I think its a 10 gal, there are 3 more platys, 4 with a blue neon stripe, and 3 brown and black striped (sorry don't know specifics) and a red-tailed shark. The tank is at 78. I don't know any of the ammonia, nitrates or nitrites. He changed the water probably a week ago. I was told to feed a large pinch and add a sinking wafer.


----------



## unn (Oct 31, 2007)

Actually as I see those pictures it might be harlequin rasbora. Just wherever I said platy make that rasbora


----------



## willow (Sep 9, 2006)

sounds over stocked to me to be honest,
you really need to know that the water levels are doing
to be honest,have a rumage in the cabinate where the fish food is
and see if ther is a test kit.


----------



## unn (Oct 31, 2007)

Okay I found a test kit... nitrates 40ppm, nitrites 0ppm, and i don't think there is an ammonia test.
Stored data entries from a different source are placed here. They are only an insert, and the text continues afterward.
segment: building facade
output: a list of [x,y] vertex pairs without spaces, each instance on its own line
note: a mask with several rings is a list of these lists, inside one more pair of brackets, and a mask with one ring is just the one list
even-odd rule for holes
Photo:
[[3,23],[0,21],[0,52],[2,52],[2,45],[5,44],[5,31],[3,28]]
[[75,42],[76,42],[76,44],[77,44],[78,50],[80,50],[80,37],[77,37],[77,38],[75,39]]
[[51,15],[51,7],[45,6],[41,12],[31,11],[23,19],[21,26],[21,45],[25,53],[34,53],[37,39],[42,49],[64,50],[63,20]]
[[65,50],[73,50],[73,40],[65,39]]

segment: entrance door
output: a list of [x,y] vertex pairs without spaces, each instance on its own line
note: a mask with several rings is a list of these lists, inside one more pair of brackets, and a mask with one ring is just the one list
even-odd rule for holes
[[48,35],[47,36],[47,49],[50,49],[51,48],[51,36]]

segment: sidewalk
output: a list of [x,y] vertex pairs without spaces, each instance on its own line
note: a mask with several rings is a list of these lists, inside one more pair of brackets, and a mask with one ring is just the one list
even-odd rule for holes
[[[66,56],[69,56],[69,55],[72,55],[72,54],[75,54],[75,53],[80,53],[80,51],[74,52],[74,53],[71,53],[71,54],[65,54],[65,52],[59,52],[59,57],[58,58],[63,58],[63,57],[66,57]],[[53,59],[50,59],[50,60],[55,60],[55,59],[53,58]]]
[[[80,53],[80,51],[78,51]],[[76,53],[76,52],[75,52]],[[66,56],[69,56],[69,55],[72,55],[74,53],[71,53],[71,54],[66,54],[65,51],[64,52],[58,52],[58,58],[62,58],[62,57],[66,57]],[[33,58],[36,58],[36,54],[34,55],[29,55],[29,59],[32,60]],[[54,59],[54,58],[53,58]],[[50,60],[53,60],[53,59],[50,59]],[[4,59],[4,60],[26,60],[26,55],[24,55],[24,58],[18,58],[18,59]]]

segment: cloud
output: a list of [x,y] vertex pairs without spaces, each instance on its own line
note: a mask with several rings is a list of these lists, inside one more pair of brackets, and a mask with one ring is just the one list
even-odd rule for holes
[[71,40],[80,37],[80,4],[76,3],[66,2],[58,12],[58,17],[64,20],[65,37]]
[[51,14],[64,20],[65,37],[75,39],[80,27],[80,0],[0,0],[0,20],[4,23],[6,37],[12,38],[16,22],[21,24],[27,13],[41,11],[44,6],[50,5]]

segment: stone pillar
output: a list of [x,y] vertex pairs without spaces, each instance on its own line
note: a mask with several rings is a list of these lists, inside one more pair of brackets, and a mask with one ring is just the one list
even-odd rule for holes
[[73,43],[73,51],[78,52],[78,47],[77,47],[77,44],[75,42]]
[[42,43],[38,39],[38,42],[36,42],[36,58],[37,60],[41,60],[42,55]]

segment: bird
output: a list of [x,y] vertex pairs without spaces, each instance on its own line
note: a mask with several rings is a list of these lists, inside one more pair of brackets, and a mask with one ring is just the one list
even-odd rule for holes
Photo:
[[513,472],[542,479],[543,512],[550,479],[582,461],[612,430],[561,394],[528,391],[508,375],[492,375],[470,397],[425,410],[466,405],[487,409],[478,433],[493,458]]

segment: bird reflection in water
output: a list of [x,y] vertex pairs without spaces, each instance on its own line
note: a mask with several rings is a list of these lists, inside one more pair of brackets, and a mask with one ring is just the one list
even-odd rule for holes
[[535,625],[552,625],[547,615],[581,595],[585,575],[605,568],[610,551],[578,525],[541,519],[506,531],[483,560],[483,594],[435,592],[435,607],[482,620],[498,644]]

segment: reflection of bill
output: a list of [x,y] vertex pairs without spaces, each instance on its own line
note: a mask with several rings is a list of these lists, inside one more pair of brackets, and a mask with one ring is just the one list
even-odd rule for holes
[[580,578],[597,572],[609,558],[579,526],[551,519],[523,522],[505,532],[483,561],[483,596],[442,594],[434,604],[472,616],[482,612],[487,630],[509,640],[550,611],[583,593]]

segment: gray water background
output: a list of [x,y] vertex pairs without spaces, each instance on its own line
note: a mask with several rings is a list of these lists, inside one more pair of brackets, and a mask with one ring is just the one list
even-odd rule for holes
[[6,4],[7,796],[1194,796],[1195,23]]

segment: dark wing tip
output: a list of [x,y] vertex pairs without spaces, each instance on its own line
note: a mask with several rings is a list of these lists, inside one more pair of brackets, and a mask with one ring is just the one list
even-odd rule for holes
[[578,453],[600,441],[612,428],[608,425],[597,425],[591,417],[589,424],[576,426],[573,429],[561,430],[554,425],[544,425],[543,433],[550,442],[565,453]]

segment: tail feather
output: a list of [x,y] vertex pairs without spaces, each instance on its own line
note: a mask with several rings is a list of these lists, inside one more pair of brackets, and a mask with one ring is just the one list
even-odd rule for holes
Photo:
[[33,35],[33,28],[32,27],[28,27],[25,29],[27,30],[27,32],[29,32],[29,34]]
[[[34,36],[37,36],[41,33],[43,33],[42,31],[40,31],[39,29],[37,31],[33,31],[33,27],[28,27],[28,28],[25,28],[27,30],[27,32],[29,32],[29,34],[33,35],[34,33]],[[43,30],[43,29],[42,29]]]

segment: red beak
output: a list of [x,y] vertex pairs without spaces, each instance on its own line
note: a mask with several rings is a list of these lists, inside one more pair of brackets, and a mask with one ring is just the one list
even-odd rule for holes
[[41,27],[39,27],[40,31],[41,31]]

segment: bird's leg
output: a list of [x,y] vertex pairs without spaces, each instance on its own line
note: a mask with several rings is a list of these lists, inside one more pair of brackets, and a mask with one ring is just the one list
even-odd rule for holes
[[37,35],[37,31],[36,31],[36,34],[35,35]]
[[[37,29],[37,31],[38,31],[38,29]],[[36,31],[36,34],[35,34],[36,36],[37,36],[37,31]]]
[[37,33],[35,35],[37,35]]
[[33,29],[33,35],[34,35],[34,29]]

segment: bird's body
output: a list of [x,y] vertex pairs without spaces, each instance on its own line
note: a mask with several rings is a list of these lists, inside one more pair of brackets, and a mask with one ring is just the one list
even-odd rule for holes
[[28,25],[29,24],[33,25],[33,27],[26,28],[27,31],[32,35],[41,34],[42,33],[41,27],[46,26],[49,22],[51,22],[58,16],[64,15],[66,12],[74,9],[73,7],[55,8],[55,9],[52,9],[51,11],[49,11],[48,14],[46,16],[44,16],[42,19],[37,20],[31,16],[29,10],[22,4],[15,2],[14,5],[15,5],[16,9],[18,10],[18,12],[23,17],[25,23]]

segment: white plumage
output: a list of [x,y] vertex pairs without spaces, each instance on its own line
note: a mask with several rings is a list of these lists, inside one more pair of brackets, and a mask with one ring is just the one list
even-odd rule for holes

The pH is between 7 and 7.5.


----------



## willow (Sep 9, 2006)

ok well the nitrate is a little high,
i think you would probably find that the amonia would be up,
do you know if there is amonia test there,
i would be surprised if not.
you may need to do a water change.


----------



## unn (Oct 31, 2007)

I'll do a water change... is there any way to save the one in the bowl?


----------



## willow (Sep 9, 2006)

maybe put in an air stone if you can,
dechlorinated water,and some melafix,tiny bit though
as it's a small bowl.


----------